# £3 from Morrisons!!



## Megzilla (Oct 12, 2009)

My mum and my bf were walking through morrisons a few days ago, when i spotted something that acctually made me squeal!
there are boxes in Morrisons for £3 that are perfect for a group of mice! they're fairly shallow but mice can't reach the top if they stretch up fully, and they look and feel pretty sturdy. There is a smaller size which i think wwould be just right for some of you lot for buck boxes (£2). There's 2 different lid colours to choose from- maroon and silver.

I bought 4 big ones this morning, and i'm going to buy smaller spaced mesh then i have been using in the past, so i can keep mums with litters in it without worrying about any babies climbing out.

I took a few pictures so you can see what they look like. I put 3 mice inside for size comparison.

happy shopping!


----------



## Matt Haslam (Mar 13, 2010)

great, what are the lids like?

I've had problems with non 'clip top' lids


----------



## Megzilla (Oct 12, 2009)

It's not a clippy-ony like RUBS, just a lid that sometimes slightly clips together- very fustrating. I'm just gunna use a drill, soldering iron or a swiss army knife to make two holes in the handles, and put something curved like a tent peg in through it, so that it holds it in place  i have it all planned out haha. I'll post pictures of the finished thing when it's done. It *will* work (i hope!)


----------



## Matt Haslam (Mar 13, 2010)

ok thanks


----------



## Cait (Oct 3, 2008)

megzilla92 said:


> It's not a *clippy-ony *like RUBS


 :lol: That's the sort of thing I would say!


----------



## Megzilla (Oct 12, 2009)

haha, i'm glad i'm not the only one like me


----------



## Shyone (Feb 1, 2010)

Hi,

I was just wondering if you have finished your box homes would love to see them. Do you know what the size of them are. Thanks


----------



## Megzilla (Oct 12, 2009)

oh yeah i forgot about this thread! I shall take pictures now =D

(thank you for reminding me :lol: )


----------



## Shyone (Feb 1, 2010)

Brilliant thank you xxx


----------



## Megzilla (Oct 12, 2009)

to stop them trying to lift the lid up i stack them and put a different cage ontop (that acctually fits perfectly!)









Ventilation strips, just enough, i'm ging to put on more when i have more spare cash









Shows you how much room the mice have to run around. It's not crowded even with 11 pups! (I took out their enrichment for the photos)

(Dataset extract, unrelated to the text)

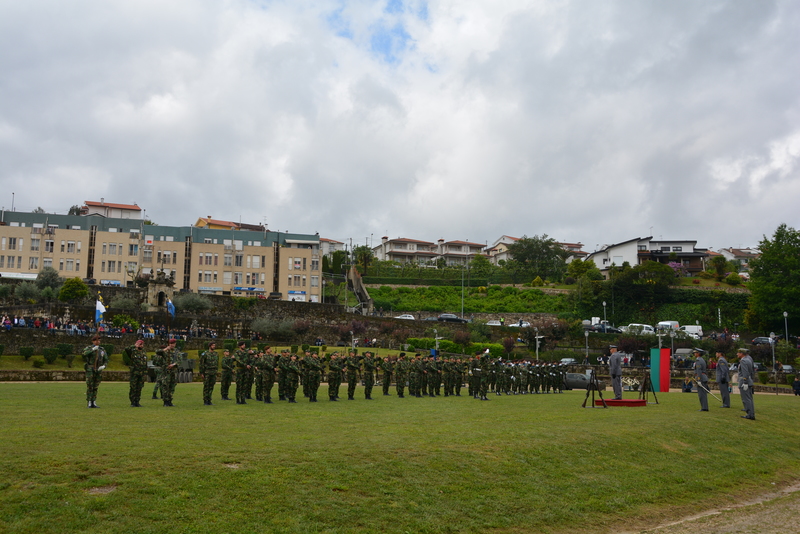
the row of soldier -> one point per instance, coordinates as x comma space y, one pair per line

The bottle holder-i've clipped some of the wire away to make room for the bottle nib to sit in (spot the break in the mesh)









Garden wire holds the bottle nicely, better than the metal strip that comes with the bottle, and you can adjust it so that water acctually comes out!









I'd be happy to make them for people, they're acctually kinda fun to make xD
(ps the mice cages are due for a clean out)


----------



## Megzilla (Oct 12, 2009)

Oh! and measurements-
(approx)
width- 38cm
length- 57cm
Height- 16cm


----------



## Shyone (Feb 1, 2010)

Thanks so much for showing them to us  
Thay look brilliant great job


----------



## Matt Haslam (Mar 13, 2010)

they are similar to the one's i just made, i think they work great.

nice job


----------